Cartesian Equation of Perpendicular Plane to 3x-3z+3=0 at P(2,9,-3)

[Brendanphys]

Homework Statement

A plane has 3x-3z+3 = 0 as it's cartesian equation. Determine the cartesian equation of a plane that is perpendicular to this plane and contains the point P(2,9,-3)

The Attempt at a Solution

Since (3,0 ,-3) is the normal for the first plane, I figured it to be a dir'n vector for the second.

Now to find the cartesian eq'n I'd need to cross two direction vectors but I only have one. So I figure if I find AP, where A is a point on the plane and P is the point on the new plane, then I'd cross the two to find the new "normal" and thus the cartesian equation.

However, I am unsure of what point to use; should I just plug in random point to plane 1 to find A? How am I certain it is in the same direction as the perpindicular plane... or maybe I'm just approaching the question all wrong.

Any help would be greatly appreciated as I am getting prepared for my final.

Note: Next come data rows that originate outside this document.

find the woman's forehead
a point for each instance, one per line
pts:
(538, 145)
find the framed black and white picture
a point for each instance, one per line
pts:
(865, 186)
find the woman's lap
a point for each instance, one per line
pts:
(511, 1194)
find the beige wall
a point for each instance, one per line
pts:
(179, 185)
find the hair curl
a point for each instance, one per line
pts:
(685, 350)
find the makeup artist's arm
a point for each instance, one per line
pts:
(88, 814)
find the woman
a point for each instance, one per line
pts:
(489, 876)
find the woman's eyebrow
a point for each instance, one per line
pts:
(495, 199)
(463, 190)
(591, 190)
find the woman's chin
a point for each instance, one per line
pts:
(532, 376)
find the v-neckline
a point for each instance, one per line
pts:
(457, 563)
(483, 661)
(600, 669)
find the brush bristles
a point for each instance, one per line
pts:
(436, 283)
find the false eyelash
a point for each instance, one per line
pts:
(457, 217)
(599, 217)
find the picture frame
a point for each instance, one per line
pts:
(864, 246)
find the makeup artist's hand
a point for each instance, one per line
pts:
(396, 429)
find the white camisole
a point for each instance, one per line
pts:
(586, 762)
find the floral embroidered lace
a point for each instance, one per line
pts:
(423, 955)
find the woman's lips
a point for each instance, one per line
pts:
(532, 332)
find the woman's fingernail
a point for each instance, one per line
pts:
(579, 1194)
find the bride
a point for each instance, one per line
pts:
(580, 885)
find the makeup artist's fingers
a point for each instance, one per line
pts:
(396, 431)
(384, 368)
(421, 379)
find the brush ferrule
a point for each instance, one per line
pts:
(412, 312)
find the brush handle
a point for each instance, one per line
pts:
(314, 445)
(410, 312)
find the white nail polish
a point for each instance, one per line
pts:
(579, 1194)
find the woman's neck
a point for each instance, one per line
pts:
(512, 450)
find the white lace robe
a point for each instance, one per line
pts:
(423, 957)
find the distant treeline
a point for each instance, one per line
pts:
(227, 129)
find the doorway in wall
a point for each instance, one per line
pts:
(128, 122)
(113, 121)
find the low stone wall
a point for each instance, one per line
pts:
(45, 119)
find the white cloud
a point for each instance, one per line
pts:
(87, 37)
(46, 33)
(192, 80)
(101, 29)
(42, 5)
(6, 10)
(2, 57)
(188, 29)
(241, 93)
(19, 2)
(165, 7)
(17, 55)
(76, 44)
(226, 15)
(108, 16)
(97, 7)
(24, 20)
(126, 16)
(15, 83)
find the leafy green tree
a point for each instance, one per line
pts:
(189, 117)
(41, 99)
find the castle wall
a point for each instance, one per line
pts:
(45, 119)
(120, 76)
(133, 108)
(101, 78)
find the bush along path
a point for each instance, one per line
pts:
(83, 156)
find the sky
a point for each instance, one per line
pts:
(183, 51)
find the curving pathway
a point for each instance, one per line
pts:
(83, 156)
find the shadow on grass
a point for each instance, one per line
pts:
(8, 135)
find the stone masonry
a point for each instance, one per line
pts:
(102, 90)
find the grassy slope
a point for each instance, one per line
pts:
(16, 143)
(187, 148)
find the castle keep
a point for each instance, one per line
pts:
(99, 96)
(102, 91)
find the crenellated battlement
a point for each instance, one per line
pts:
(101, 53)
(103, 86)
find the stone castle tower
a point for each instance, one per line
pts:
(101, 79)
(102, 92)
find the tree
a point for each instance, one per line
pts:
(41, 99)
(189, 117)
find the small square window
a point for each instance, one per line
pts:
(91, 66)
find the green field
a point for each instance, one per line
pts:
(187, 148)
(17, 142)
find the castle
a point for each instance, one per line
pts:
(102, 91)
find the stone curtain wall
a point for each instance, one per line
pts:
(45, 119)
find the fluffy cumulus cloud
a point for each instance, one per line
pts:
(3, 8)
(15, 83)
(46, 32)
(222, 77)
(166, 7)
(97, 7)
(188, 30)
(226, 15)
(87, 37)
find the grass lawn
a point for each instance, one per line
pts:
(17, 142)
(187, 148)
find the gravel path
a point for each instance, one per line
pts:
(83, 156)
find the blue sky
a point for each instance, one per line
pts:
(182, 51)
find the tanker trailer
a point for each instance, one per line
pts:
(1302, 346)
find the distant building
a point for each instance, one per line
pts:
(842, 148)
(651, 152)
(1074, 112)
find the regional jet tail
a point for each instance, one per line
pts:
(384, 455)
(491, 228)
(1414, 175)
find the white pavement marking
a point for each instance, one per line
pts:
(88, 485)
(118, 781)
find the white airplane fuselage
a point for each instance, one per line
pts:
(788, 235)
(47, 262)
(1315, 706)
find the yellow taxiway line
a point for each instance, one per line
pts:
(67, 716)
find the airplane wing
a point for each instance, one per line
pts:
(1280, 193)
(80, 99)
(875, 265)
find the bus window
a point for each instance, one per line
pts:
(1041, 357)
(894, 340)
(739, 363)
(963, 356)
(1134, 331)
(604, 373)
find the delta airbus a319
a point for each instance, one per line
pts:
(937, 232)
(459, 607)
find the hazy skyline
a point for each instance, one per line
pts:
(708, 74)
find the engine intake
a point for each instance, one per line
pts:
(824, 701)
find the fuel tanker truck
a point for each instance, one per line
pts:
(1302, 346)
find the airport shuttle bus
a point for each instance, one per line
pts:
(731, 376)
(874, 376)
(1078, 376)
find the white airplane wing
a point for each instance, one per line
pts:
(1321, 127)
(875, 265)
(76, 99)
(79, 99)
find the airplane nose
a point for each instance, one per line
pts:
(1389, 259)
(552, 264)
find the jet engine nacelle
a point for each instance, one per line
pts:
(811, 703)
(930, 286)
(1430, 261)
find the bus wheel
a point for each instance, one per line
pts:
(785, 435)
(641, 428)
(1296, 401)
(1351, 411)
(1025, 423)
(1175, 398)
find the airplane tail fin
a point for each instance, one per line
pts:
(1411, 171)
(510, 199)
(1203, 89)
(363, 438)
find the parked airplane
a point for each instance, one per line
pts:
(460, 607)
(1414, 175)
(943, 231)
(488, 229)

p.s. if anyone knows how to find the derivative of (tan^3)2x, it'd be greatly appreciated

 

[Dick]

If all you have is the point P and a direction vector, then you can make any choice of a second direction vector and the resulting plane will still be perpendicular to the original one. I guess you can pick anyone you like. If you mean (tan(2x))^3, I would use the chain rule to differentiate it.